As non-renewable energy sources are in the verge of exhaustion, the entire world turns towards renewable sources to fill its energy demand. In the near future, solar energy will be a major contributor of renewable energy, but the integration of unreliable solar energy sources directly into the grid makes the existing system complex. To reduce the complexity, a microgrid system is a better solution. Solar energy forecasting models improve the reliability of the solar plant in microgrid operations. Uncertainty in solar energy prediction is the challenge in generating reliable energy. Employing, understanding, training, and evaluating several forecasting models with available meteorological data will ensure the selection of an appropriate forecast model for any particular location. New strategies and approaches emerge day by day to increase the model accuracy, with an ultimate objective of minimizing uncertainty in forecasting. Conventional methods include a lot of differential mathematical calculations. Large data availability at solar stations make use of various Artificial Intelligence (AI) techniques for computing, forecasting, and predicting solar radiation energy. The recent evolution of ensemble and hybrid models predicts solar radiation accurately compared to all the models.
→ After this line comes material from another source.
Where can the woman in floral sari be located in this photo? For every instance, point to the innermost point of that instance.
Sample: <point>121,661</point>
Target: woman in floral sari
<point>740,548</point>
This paper reviews various models in solar irradiance and power estimation which are tabulated by classification types mentioned.

Suggested Citation

  • Konduru Sudharshan & C. Naveen & Pradeep Vishnuram & Damodhara Venkata Siva Krishna Rao Kasagani & Benedetto Nastasi, 2022. "Systematic Review on Impact of Different Irradiance Forecasting Techniques for Solar Energy Prediction," Energies, MDPI, vol. 15(17), pages 1-39, August.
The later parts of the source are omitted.